# Using Reddit's API for Predicting Comments

In this project, we will practice two major skills. Collecting data via an API request and then building a binary predictor.

As we discussed in week 2, and earlier today, there are two components to starting a data science problem: the problem statement, and acquiring the data.

For this article, your problem statement will be: _What characteristics of a post on Reddit contribute most to what subreddit it belongs to?_

Your method for acquiring the data will be scraping threads from at least two subreddits. 

Once you've got the data, you will build a classification model that, using Natural Language Processing and any other relevant features, predicts which subreddit a given post belongs to.

### Scraping Thread Info from Reddit.com

#### Set up a request (using requests) to the URL below. 

*NOTE*: Reddit will throw a [429 error](https://httpstatuses.com/429) when using the following code:
```python
res = requests.get(URL)
```

This is because Reddit has throttled python's default user agent. You'll need to set a custom `User-agent` to get your request to work.
```python
res = requests.get(URL, headers={'User-agent': 'YOUR NAME Bot 0.1'})
```

In [1]:
import requests
import json
import pandas as pd
import time

In [2]:
URL = "http://www.reddit.com/r/boardgames.json"

In [3]:
## YOUR CODE HERE
result = requests.get(URL, headers={'User-agent': 'YOUR NAME Bot 0.1'})
results = result.json()

In [4]:
#results commented to reduce 

#### Use `res.json()` to convert the response into a dictionary format and set this to a variable. 

```python
data = res.json()
```

In [5]:
data = result.json()

In [6]:
data['data']['children'][0]['data']['title']
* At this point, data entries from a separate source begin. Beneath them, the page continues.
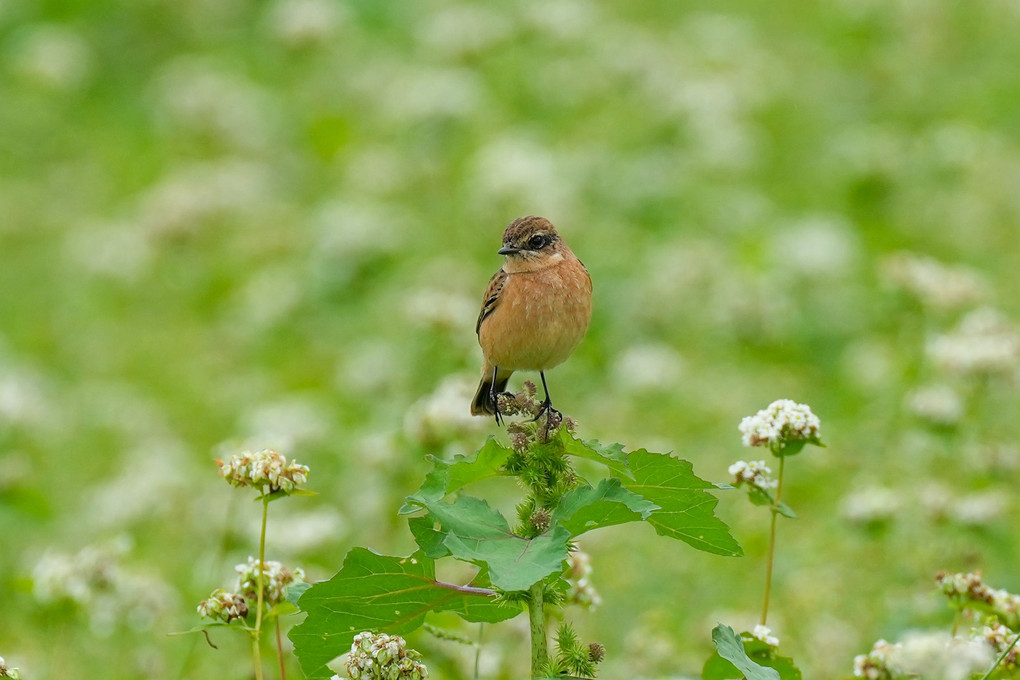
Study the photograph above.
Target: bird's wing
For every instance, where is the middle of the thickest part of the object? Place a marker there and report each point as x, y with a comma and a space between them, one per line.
492, 298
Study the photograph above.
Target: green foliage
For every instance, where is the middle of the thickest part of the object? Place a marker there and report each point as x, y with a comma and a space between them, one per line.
733, 661
572, 658
384, 594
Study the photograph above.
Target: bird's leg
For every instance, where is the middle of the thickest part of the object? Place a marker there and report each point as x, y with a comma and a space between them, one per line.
495, 398
547, 406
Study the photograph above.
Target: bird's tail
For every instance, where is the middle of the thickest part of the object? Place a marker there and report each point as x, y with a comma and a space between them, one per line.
482, 405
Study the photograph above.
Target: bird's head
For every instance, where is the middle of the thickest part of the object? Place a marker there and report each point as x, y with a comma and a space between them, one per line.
531, 243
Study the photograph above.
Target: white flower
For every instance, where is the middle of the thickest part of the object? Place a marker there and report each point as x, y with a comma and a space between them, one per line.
937, 404
262, 469
934, 283
275, 578
297, 22
984, 343
754, 474
764, 634
939, 657
781, 423
869, 505
384, 657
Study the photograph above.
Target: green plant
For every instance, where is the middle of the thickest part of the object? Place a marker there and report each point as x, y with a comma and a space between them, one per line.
519, 566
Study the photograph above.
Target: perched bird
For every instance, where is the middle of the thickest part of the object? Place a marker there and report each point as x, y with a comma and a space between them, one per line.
536, 310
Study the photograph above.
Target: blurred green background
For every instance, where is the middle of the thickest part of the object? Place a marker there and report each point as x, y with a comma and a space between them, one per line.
227, 223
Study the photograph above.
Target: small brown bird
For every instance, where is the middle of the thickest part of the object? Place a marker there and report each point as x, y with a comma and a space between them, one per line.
536, 310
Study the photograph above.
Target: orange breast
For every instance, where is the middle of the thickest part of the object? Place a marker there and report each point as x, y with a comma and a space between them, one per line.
541, 318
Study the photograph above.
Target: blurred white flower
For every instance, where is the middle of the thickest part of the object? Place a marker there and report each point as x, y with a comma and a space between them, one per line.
939, 657
648, 367
288, 423
934, 283
444, 415
53, 55
517, 168
193, 195
205, 98
877, 664
151, 482
95, 580
979, 509
465, 29
820, 246
871, 505
938, 404
118, 250
983, 343
441, 309
764, 634
358, 228
22, 399
562, 19
300, 22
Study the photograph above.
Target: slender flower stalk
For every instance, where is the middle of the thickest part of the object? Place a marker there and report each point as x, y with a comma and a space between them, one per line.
257, 632
771, 542
540, 643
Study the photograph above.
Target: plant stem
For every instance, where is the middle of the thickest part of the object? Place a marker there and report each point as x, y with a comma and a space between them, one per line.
771, 541
1002, 657
537, 614
257, 633
279, 651
477, 649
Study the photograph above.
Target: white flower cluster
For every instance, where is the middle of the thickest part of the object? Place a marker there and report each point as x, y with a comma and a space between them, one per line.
578, 576
937, 404
934, 283
384, 658
95, 580
764, 634
275, 578
7, 672
984, 343
782, 422
263, 469
969, 591
876, 664
1001, 638
929, 656
754, 473
223, 606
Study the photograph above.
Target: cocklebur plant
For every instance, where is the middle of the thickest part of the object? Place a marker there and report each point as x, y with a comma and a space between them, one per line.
520, 565
783, 427
261, 585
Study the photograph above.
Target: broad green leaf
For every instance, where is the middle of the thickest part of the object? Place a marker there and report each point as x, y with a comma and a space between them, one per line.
448, 476
685, 509
427, 537
585, 508
610, 455
295, 590
765, 656
730, 647
379, 593
475, 532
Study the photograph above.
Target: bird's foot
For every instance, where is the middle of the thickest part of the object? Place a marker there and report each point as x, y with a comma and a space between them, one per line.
553, 417
499, 413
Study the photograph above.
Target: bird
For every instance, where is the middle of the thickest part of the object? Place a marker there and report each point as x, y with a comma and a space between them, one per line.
536, 311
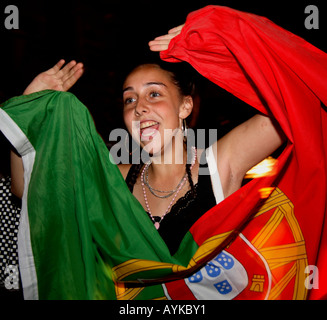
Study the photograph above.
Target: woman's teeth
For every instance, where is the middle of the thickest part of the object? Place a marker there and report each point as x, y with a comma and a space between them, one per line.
147, 124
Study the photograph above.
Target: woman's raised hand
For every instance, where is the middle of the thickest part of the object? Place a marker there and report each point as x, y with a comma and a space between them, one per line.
161, 43
57, 78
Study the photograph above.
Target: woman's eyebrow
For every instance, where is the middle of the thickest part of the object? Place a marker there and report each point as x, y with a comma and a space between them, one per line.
146, 85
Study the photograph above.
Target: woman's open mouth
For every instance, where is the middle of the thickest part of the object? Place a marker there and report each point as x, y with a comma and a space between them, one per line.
148, 129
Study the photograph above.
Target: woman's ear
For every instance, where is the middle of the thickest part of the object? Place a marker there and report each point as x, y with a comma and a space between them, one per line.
186, 107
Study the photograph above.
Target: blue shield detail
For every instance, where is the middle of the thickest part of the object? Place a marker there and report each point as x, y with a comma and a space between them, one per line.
223, 287
212, 270
196, 277
225, 260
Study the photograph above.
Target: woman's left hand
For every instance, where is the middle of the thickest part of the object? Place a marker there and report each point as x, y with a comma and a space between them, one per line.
57, 78
161, 43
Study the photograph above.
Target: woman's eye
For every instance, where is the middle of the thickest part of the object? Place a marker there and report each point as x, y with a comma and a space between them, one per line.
129, 100
154, 94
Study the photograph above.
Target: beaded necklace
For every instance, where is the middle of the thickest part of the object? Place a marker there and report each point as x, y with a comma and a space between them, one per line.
179, 187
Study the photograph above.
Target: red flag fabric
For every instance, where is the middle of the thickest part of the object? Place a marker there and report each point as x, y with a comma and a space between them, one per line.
281, 242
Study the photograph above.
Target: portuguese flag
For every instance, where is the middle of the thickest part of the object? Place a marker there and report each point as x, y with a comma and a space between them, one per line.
83, 235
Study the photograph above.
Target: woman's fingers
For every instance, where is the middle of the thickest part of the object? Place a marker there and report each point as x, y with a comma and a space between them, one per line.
176, 29
161, 43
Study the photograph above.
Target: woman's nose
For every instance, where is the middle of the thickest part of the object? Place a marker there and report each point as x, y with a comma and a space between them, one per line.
141, 108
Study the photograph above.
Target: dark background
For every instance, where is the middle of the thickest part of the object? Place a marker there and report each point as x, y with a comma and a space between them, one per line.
110, 36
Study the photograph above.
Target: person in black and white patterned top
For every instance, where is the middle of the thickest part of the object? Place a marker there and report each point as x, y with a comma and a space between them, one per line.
9, 222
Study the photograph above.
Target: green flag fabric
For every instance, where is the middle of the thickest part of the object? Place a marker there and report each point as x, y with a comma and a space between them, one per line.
78, 218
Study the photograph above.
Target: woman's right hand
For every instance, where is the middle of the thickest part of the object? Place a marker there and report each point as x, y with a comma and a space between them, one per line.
161, 43
57, 78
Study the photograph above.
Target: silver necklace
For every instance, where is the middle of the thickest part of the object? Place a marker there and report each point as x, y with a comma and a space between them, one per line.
153, 190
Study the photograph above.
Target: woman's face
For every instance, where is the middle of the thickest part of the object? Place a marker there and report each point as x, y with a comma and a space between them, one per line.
152, 105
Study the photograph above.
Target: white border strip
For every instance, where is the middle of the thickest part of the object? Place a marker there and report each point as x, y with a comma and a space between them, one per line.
214, 175
25, 253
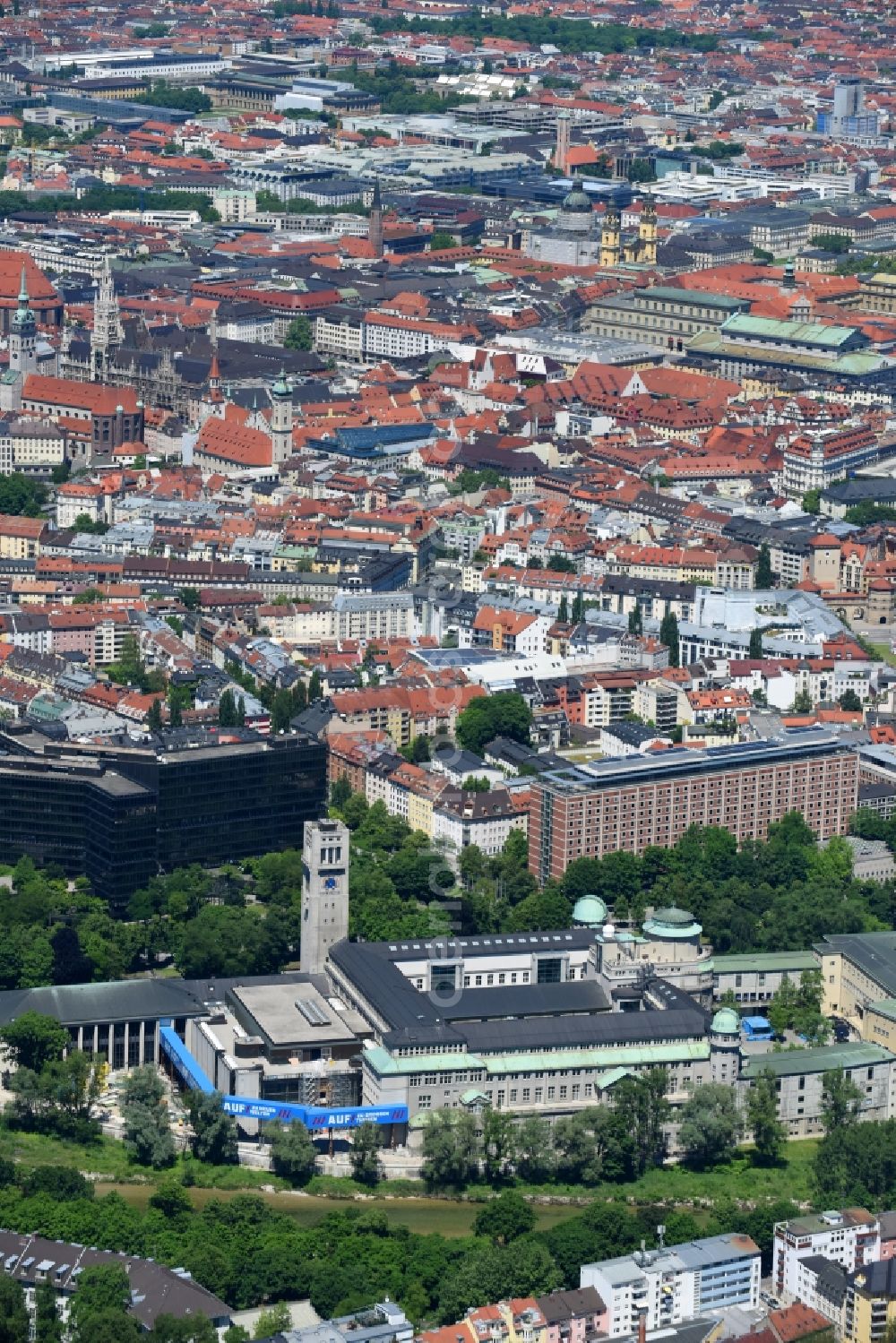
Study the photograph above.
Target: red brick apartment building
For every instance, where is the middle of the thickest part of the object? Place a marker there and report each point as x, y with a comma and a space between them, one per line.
642, 801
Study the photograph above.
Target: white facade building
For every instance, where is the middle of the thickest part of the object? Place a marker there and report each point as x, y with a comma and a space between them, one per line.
849, 1237
677, 1283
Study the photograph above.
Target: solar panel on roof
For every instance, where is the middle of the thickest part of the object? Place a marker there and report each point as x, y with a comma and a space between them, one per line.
312, 1012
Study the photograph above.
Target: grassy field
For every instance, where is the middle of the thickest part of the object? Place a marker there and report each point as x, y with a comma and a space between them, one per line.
883, 651
403, 1203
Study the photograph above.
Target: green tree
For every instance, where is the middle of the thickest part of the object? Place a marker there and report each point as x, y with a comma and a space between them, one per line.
365, 1154
535, 1157
710, 1124
450, 1149
300, 335
214, 1132
498, 1144
293, 1152
15, 1326
148, 1135
34, 1039
669, 635
504, 1218
769, 1133
163, 94
840, 1100
47, 1323
642, 1101
503, 715
495, 1273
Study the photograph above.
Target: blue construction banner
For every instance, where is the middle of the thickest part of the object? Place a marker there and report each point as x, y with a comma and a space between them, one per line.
269, 1111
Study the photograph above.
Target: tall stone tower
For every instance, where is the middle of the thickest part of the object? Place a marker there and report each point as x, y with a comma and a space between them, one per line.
375, 228
23, 335
648, 233
281, 418
562, 151
324, 892
107, 323
610, 236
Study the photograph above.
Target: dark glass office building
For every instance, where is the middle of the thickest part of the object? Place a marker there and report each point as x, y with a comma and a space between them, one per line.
118, 814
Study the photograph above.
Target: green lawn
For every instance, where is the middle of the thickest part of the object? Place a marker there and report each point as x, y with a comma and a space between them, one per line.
883, 651
739, 1181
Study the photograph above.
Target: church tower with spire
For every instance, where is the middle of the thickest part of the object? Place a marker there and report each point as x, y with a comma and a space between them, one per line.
107, 323
375, 228
281, 419
23, 335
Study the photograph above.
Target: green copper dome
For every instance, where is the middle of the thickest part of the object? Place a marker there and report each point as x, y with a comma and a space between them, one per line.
576, 201
672, 923
590, 911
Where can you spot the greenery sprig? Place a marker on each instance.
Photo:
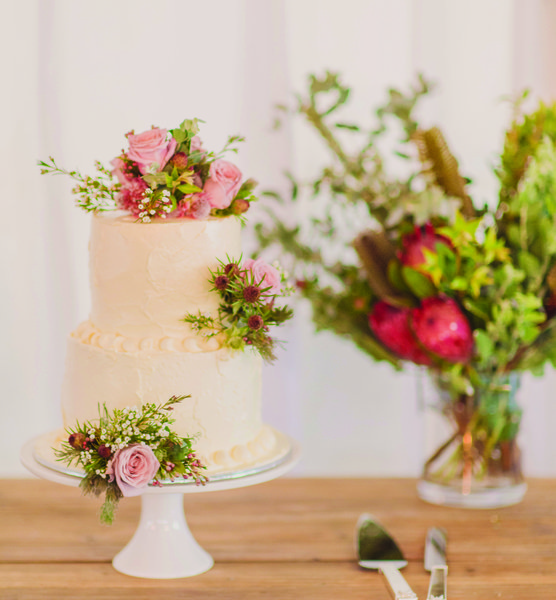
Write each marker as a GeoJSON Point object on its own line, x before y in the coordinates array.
{"type": "Point", "coordinates": [99, 447]}
{"type": "Point", "coordinates": [248, 309]}
{"type": "Point", "coordinates": [93, 194]}
{"type": "Point", "coordinates": [151, 190]}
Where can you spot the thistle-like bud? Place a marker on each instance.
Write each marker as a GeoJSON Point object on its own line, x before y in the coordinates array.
{"type": "Point", "coordinates": [221, 282]}
{"type": "Point", "coordinates": [231, 270]}
{"type": "Point", "coordinates": [251, 293]}
{"type": "Point", "coordinates": [76, 440]}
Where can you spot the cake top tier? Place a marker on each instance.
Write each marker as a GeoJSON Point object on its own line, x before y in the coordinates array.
{"type": "Point", "coordinates": [146, 278]}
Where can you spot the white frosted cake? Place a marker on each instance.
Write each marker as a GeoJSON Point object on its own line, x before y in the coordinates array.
{"type": "Point", "coordinates": [135, 348]}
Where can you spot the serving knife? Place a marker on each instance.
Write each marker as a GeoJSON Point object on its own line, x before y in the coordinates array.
{"type": "Point", "coordinates": [435, 562]}
{"type": "Point", "coordinates": [376, 549]}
'/r/boardgames Daily Discussion and Game Recommendations (September 06, 2018)'

In [7]:
posts = [p['data'] for p in data['data']['children']]

In [8]:
df = pd.DataFrame(posts)

#### Getting more results

By default, Reddit will give you the top 25 posts:

```python
print(len(data['data']['children']))
```

If you want more, you'll need to do two things:
1. Get the name of the last post: `data['data']['after']`
2. Use that name to hit the following url: `http://www.reddit.com/r/boardgames.json?after=THE_AFTER_FROM_STEP_1`
3. Create a loop to repeat steps 1 and 2 until you have a sufficient number of posts. 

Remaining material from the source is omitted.